Christian Edlers Einwurf, dass dann ja auch der Parkplatz des HTG-Marktes mit genutzt werden könnte, begegnete Grotegerd mit dem Einwurf, dass so genau Situationen entstünden, die potenziell gefährlich seien. Die Wehrleute würden durch die Fahrzeughalle zu den Umkleiden laufen, während zeitgleich die ersten Einsatzfahrzeuge ausrückten. Auch für seinen Fraktionskollegen Lothar Foecker ist dies keine Lösung. „Wir sollten unabhängig von Festivitäten planen“, merkte der Ratsherr, der auch Polizeibeamter ist, an.

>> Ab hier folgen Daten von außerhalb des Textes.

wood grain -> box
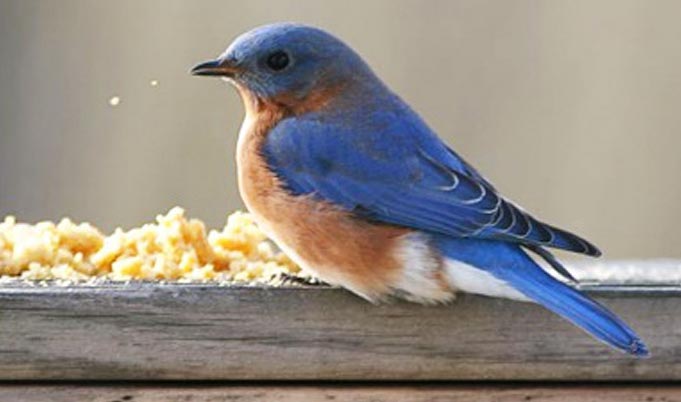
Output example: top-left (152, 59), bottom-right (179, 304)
top-left (0, 283), bottom-right (681, 381)
top-left (0, 385), bottom-right (681, 402)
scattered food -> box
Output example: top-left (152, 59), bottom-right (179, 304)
top-left (0, 207), bottom-right (300, 284)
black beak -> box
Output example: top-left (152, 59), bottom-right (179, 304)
top-left (190, 59), bottom-right (237, 77)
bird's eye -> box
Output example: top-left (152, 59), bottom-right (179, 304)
top-left (267, 50), bottom-right (291, 71)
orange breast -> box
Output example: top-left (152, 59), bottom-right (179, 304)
top-left (237, 88), bottom-right (411, 299)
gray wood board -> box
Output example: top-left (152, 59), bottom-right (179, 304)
top-left (0, 283), bottom-right (681, 380)
top-left (0, 384), bottom-right (681, 402)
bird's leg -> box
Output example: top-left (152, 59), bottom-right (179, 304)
top-left (272, 272), bottom-right (331, 287)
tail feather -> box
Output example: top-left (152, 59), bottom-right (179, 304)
top-left (506, 266), bottom-right (649, 357)
top-left (438, 238), bottom-right (649, 357)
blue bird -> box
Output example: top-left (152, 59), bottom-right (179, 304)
top-left (192, 23), bottom-right (648, 357)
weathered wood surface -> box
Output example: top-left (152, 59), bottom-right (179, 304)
top-left (0, 385), bottom-right (681, 402)
top-left (0, 283), bottom-right (681, 381)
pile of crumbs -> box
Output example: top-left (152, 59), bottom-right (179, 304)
top-left (0, 207), bottom-right (300, 284)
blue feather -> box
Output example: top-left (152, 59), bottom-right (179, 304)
top-left (264, 105), bottom-right (600, 256)
top-left (435, 236), bottom-right (649, 357)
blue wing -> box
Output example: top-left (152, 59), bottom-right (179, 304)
top-left (263, 111), bottom-right (600, 256)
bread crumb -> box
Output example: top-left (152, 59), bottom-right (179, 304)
top-left (0, 207), bottom-right (300, 286)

Für das Gemeindebauamt erklärte dessen Leiter Stefan Weßling, dass die Feuerwehr deutlich gemacht habe, nicht um das Gebäude herumrennen zu wollen, um zu den neuen Umkleiden zu gelangen – weshalb die Parkplätze für die Blauröcke auch unmittelbar hinter den neuen Umkleiden im geplanten Anbau entstehen sollten.

Der Bürgermeister erläuterte, dass die Gemeinde mit der Feuerwehr im Dialog stehe. Letztlich sei aber auch entscheidend, wie sich Straßen.NRW und die Unfallkasse zu einer möglichen Zufahrt vom Kreisverkehr aus stellten. Die Frage „Wo fahren sie denn?“ entscheidet sich möglicherweise also nicht im Ratssaal, sondern wird von den Behörden vorgegeben.